Thaler                   Expires January 7, 2010               [Page 10]


Internet-Draft                IDN Encodings                    July 2009


       *  The name resolution API decides to pass the string to DNS (and
          possibly other protocols).
       *  The DNS resolver converts the name from UTF-16 to UTF-8 and
          passes the query to a DNS server.
   3.  User types in {non-ASCII}.{non-ASCII}.com, but the application
       first converts it to Punycode such that the name that is passed
       to name resolution APIs is (say) xn--e1afmkfd.xn--
       80akhbyknj4f.com.
       *  The name resolution API decides to pass the string to DNS (and
          possibly other protocols).
       *  The DNS resolver passes the string unmodified to a DNS server.
       *  If the name is not found in DNS, the name resolution API
          decides to try another protocol, say mDNS.
       *  The query goes out in mDNS, but since mDNS specified that
          names are to be registered in UTF-8, the name isn't found
          since it was Punycode encoded in the query.
   4.  User types in {non-ASCII}, and the application passes it, in the
       form of a UTF-8 string, to getaddrinfo or equivalent.
       *  The name resolution API decides to pass the string to DNS (and
          possibly other protocols).
       *  The DNS resolver will append suffixes in the suffix search
          list, which may contain UTF-8 characters if the local network
          uses a private name space.
       *  Each FQDN in turn will then be sent in a query to a DNS
          server, until one succeeds.
   5.  User types in {non-ASCII}, but the application first converts it
       to Punycode, such that the name that is passed to getaddrinfo or
       equivalent is (say) xn--e1afmkfd.
       *  The name resolution API decides to pass the string to DNS (and
          possibly other protocols).
       *  The DNS stub resolver will append suffixes in the suffix
          search list, which may contain UTF-8 characters if the local
          network uses a private name space, resulting in (say) xn--
          e1afmkfd.{non-ASCII}.com
       *  Each FQDN in turn will then be sent in a query to a DNS
          server, until one succeeds.
       *  Since the private name space in this case uses UTF-8, the
          above queries fail, since the Punycode version of the name was
          not registered in that name space.
   6.  User types in {non-ASCII1}.{non-ASCII2}.{non-ASCII3}.com, where
       {non-ASCII3}.com is a public name space using Punycode, but {non-
       ASCII2}.{non-ASCII3}.com is a private name space using UTF-8,
       which is accessible to the user.  The application passes the
       name, in the form of a UTF-8 string, to getaddrinfo or
       equivalent.
       *  The name resolution API decides to pass the string to DNS (and
          possibly other protocols).




Thaler                   Expires January 7, 2010               [Page 11]

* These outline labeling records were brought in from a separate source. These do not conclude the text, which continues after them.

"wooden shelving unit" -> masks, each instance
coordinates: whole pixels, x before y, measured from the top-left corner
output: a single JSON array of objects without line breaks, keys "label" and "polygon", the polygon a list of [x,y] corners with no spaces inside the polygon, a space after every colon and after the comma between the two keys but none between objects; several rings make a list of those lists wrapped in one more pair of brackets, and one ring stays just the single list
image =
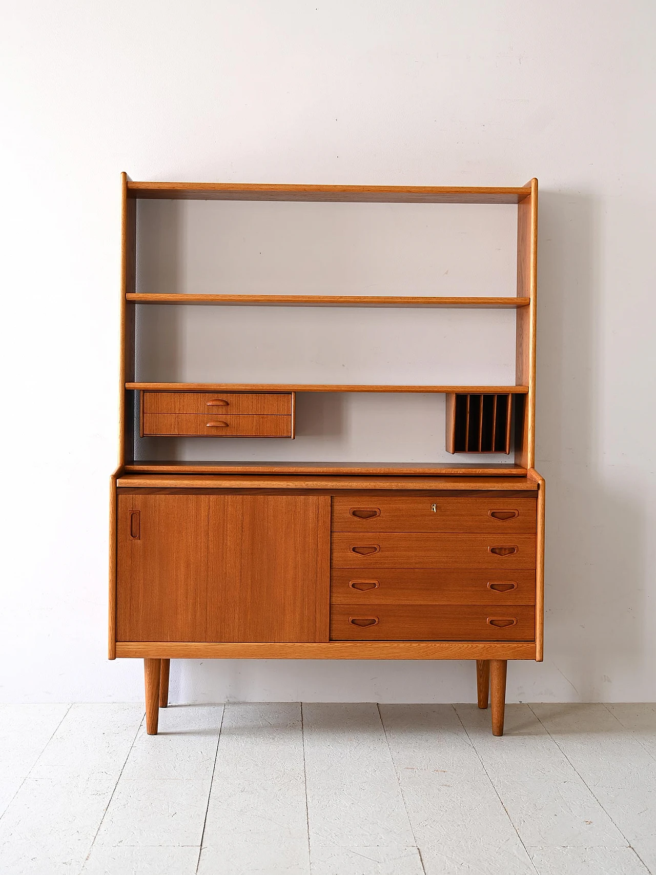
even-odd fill
[{"label": "wooden shelving unit", "polygon": [[[148,732],[157,732],[157,706],[168,701],[171,658],[304,658],[476,661],[478,705],[492,699],[492,732],[502,734],[507,660],[540,662],[543,653],[537,180],[518,187],[285,186],[133,182],[122,174],[122,196],[109,658],[144,660]],[[515,205],[517,284],[508,297],[137,293],[139,199]],[[137,382],[136,308],[150,304],[513,309],[514,385]],[[140,433],[149,440],[293,438],[296,393],[304,392],[444,394],[450,452],[513,450],[514,461],[135,458]]]}]

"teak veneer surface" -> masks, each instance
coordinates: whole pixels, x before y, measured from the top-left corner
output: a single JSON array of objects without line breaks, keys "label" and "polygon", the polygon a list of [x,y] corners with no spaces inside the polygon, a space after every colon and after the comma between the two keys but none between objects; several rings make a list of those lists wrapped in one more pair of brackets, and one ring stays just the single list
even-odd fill
[{"label": "teak veneer surface", "polygon": [[164,200],[311,200],[324,203],[517,204],[530,185],[512,186],[299,186],[266,183],[133,182],[129,198]]},{"label": "teak veneer surface", "polygon": [[126,389],[153,392],[456,392],[526,395],[527,386],[369,386],[341,383],[171,383],[127,382]]},{"label": "teak veneer surface", "polygon": [[290,392],[144,392],[144,413],[291,416]]},{"label": "teak veneer surface", "polygon": [[376,477],[301,474],[122,474],[121,488],[157,489],[407,489],[534,492],[527,477]]},{"label": "teak veneer surface", "polygon": [[140,460],[125,466],[126,472],[186,474],[420,474],[439,477],[526,477],[527,471],[517,465],[439,465],[414,462],[172,462]]},{"label": "teak veneer surface", "polygon": [[[353,623],[374,621],[371,626]],[[492,621],[492,622],[491,622]],[[512,623],[494,626],[494,622]],[[331,640],[533,640],[535,609],[513,605],[333,605]]]},{"label": "teak veneer surface", "polygon": [[329,514],[324,496],[119,495],[118,640],[327,640]]},{"label": "teak veneer surface", "polygon": [[534,535],[333,532],[331,540],[333,568],[478,568],[496,573],[535,568]]},{"label": "teak veneer surface", "polygon": [[220,413],[144,413],[144,435],[202,438],[293,438],[291,416]]},{"label": "teak veneer surface", "polygon": [[333,568],[331,604],[357,605],[504,605],[535,604],[535,572],[514,570]]},{"label": "teak veneer surface", "polygon": [[143,659],[535,659],[533,641],[117,641],[119,657]]},{"label": "teak veneer surface", "polygon": [[139,292],[125,296],[135,304],[225,304],[251,307],[527,307],[529,298],[436,298],[428,295],[196,295]]},{"label": "teak veneer surface", "polygon": [[[380,497],[370,502],[337,495],[333,532],[535,532],[534,498]],[[514,515],[511,515],[514,514]]]}]

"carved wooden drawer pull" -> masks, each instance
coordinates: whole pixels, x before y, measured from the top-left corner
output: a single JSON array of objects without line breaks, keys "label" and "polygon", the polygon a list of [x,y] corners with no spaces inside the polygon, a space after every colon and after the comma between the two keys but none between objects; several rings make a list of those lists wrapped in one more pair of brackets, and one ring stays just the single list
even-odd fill
[{"label": "carved wooden drawer pull", "polygon": [[488,547],[487,549],[495,556],[513,556],[513,553],[520,552],[519,547]]},{"label": "carved wooden drawer pull", "polygon": [[359,590],[364,592],[366,590],[376,590],[380,585],[380,580],[349,580],[348,585],[352,590]]},{"label": "carved wooden drawer pull", "polygon": [[517,589],[517,582],[514,580],[499,580],[499,583],[488,583],[488,590],[494,590],[495,592],[509,592]]}]

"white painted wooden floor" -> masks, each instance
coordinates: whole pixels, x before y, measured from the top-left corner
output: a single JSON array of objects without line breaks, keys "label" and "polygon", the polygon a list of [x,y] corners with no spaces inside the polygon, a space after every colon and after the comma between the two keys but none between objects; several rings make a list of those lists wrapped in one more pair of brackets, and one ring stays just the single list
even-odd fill
[{"label": "white painted wooden floor", "polygon": [[0,706],[2,875],[656,872],[656,705]]}]

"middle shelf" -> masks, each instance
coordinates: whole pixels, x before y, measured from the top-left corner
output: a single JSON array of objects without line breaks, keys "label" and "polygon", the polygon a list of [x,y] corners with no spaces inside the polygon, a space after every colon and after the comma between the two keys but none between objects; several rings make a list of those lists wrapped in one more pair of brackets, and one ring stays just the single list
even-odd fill
[{"label": "middle shelf", "polygon": [[304,383],[126,382],[150,392],[432,392],[436,395],[526,395],[527,386],[368,386]]},{"label": "middle shelf", "polygon": [[192,295],[128,293],[135,304],[218,304],[251,307],[527,307],[530,298],[435,298],[406,295]]}]

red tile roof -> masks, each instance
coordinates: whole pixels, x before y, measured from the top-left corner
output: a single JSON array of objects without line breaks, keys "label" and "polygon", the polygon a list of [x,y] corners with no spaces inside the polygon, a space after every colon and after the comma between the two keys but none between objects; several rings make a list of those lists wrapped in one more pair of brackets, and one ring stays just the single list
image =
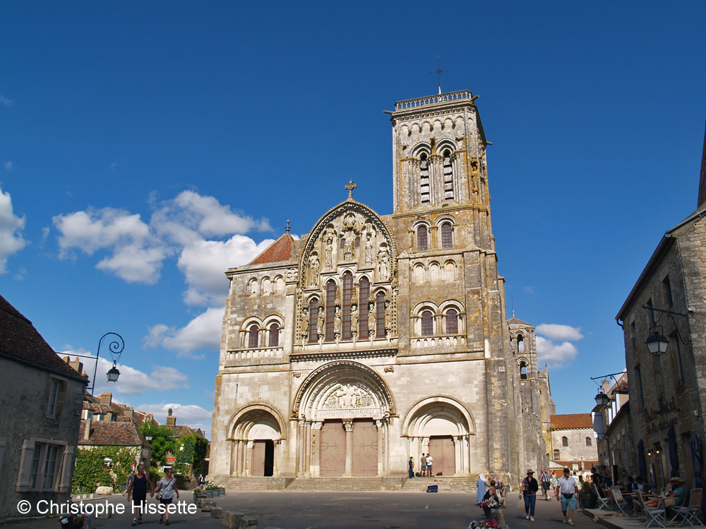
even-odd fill
[{"label": "red tile roof", "polygon": [[593,419],[590,413],[570,413],[563,415],[551,415],[551,430],[575,430],[576,428],[593,429]]},{"label": "red tile roof", "polygon": [[284,233],[249,264],[262,264],[265,262],[289,261],[292,258],[292,243],[294,241],[294,238],[291,235]]},{"label": "red tile roof", "polygon": [[37,332],[32,322],[0,296],[0,353],[37,367],[88,381],[60,358]]}]

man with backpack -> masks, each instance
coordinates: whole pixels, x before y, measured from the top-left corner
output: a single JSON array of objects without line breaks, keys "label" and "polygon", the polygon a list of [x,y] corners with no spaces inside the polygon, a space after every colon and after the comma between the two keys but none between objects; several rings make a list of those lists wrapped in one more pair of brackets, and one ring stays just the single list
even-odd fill
[{"label": "man with backpack", "polygon": [[525,518],[534,521],[534,504],[537,502],[537,492],[539,490],[539,484],[534,479],[534,470],[527,469],[527,477],[522,480],[520,486],[520,499],[525,494]]}]

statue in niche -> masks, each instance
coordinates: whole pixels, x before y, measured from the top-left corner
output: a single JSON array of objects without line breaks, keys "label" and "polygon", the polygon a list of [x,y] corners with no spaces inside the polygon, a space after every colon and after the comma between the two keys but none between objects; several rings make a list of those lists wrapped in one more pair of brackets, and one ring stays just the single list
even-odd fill
[{"label": "statue in niche", "polygon": [[318,317],[316,319],[316,332],[320,340],[323,339],[326,334],[326,314],[323,310],[323,305],[318,305]]},{"label": "statue in niche", "polygon": [[373,241],[372,236],[368,233],[365,235],[365,265],[369,267],[373,264]]},{"label": "statue in niche", "polygon": [[335,307],[335,314],[333,316],[333,335],[337,343],[341,339],[341,308]]},{"label": "statue in niche", "polygon": [[390,273],[390,254],[385,248],[378,252],[378,278],[381,281],[388,279]]},{"label": "statue in niche", "polygon": [[333,262],[332,257],[333,255],[333,236],[330,233],[326,235],[326,266],[330,267]]},{"label": "statue in niche", "polygon": [[309,257],[309,286],[316,286],[318,284],[318,255],[314,254]]},{"label": "statue in niche", "polygon": [[348,233],[348,236],[346,237],[346,242],[343,246],[343,259],[345,261],[352,261],[353,260],[353,245],[355,243],[355,237],[353,233]]},{"label": "statue in niche", "polygon": [[309,307],[301,309],[301,345],[306,343],[309,338]]},{"label": "statue in niche", "polygon": [[370,339],[375,336],[375,300],[368,300],[368,334]]},{"label": "statue in niche", "polygon": [[355,341],[355,339],[358,337],[358,305],[357,303],[351,303],[351,336],[353,338],[353,341]]}]

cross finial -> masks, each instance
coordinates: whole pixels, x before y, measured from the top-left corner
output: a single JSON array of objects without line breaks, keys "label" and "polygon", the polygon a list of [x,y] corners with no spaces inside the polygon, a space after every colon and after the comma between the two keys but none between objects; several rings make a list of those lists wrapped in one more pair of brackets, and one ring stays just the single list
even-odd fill
[{"label": "cross finial", "polygon": [[433,72],[429,72],[429,73],[436,73],[439,78],[439,95],[441,95],[441,73],[443,72],[448,72],[448,70],[441,69],[441,63],[439,62],[439,56],[436,56],[436,69]]},{"label": "cross finial", "polygon": [[347,186],[346,186],[345,188],[348,190],[348,200],[353,200],[353,190],[355,189],[357,187],[358,187],[357,186],[356,186],[354,183],[353,183],[353,181],[352,180],[350,181],[348,183]]}]

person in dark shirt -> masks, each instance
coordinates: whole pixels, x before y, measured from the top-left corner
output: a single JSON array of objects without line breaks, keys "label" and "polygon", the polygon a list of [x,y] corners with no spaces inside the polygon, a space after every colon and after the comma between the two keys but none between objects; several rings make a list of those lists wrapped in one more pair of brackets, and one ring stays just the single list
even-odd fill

Internet-Draft                IDN Encodings                    July 2009


       *  The DNS resolver tries to locate the authoritative server, but
          fails the lookup because it cannot find a server for the UTF-8
          encoding of {non-ASCII3}.com, even though it would have access
          to the private name space.  (To make this work, the private
          name space would need to include the UTF-8 encoding of {non-
          ASCII3}.com.)

   When users use multiple applications, some of which do Punycode
   conversion prior to passing a name to name resolution APIs, and some
   of which do not, odd behavior can result which at best violates the
   principle of least surprise, and at worst can result in security
   vulnerabilities.

   First consider two competing applications, such as web browsers, that
   are designed to achieve the same task.  If the user types the same
   name into each browser, one may successfully resolve the name (and
   hence access the desired content) because the encoding scheme was
   correct, while the other may fail name resolution because the
   encoding scheme was incorrect.  Hence the issue can incent users to
   switch to another application (which in some cases means switching to
   an IDNA application, and in other cases means switching away from an
   IDNA application).

   Next consider two separate applications where one is designed to be
   launched from the other, for example a web browser launching a media
   player application when the link to a media file is clicked.  If both
   types of content (web pages and media files in this example) are
   hosted at the same IDN in a private name space, but one application
   converts to Punycode before calling name resolution APIs and the
   other does not, the user may be able to access a web page, click on
   the media file causing the media player to launch and attempt to
   retrieve the media file, which will then fail because the IDN
   encoding scheme was incorrect.  Or even worse, if an attacker was
   able to register the same name in the other encoding scheme, may get
   the content from the attacker's machine.  This is similar to a normal
   phishing attack, except that the two names represent exactly the same
   Unicode characters.


4.  Recommendations

   Taking into account the issues above, it would seem inappropriate for
   an application to convert a name to Punycode when it does not know
   whether DNS will be used by the name resolution library, or whether
   the name exists in a private name space that uses UTF-8, or in the
   global DNS that uses Punycode.

   Instead, conversion to Punycode, UTF-8, or whatever other encoding,



Thaler                   Expires January 7, 2010               [Page 12]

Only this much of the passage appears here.